Audio News for April 8, 2008

by | Apr 8, 2008 | Audio News | 0 comments

Survey of  Use of Computer Audio – The Consumer Electronics Association (CEA) conducted a Computer-Sourced Audio Consumption Study last year.  They found about 35% of computer audio consumers are now viewing movies and TV on their PCs and Macs an average of over 7 hours a week, and 77% are listening to music for about 9 hours a week on their computers. The study found that the majority of such computer audio listeners use external speakers, but few of them are high quality audiophile speaker systems and only 9% of the external speaker users have a surround configuration of four or more separate speakers.  Though an increasing number of people are beginning to enjoy movies, TV and music via their computers, most of them don’t want to set up a traditional 5.1 speaker system for surround sound.
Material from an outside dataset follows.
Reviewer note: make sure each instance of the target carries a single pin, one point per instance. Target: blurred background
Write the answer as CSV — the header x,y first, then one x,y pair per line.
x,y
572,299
Therefore the various pseudo-surround software and hardware solutions are gaining favor, to create phantom speaker locations around the room from a basic 2.0 or 2.1 speaker system. And as media extenders such as AppleTV improve and come down in cost, it will become easier to extend both video and surround audio wirelessly from a computer anywhere in the house to one’s higher-quality home AV system.

UPnP – What Is It? – Universal Plug ‘n Play (UPnP) is an electronic architecture which offers peer-to-peer network connectivity of computers, intelligent appliances and wireless devices.  It is a distributed, open networking architecture leveraging PCT/IP and the  Internet to enable seamless proximity networking and control and data transfer among networked devices wherever they are. Nearly 900 vendors are now members of the UPnP Forum, including industry leaders in computing, printing, networking, consumer electronics, home appliances, automation, control, security and mobile products.  Their intent is provide the public easily-connected devices and to simplify the implementation of networked devices, to allow devices to connect up seamlessly, and to develop an overall system which supports these UPnP devices.

Some of the benefits of UPnP technology are that it can run on any network setup: Wi-Fi, Airport, phone line, powerline, Ethernet or 1394 Firewire. Any computer operating system or programming language can be used.  The vendor has control over the device user interface and interaction using the browser, and value-added services can be layered on top of the basic device by the individual manufacturers.  The goal of UPnP technology is to make the current connectivity morass affecting consumer electronics and convergence into a much more user-friendly environment.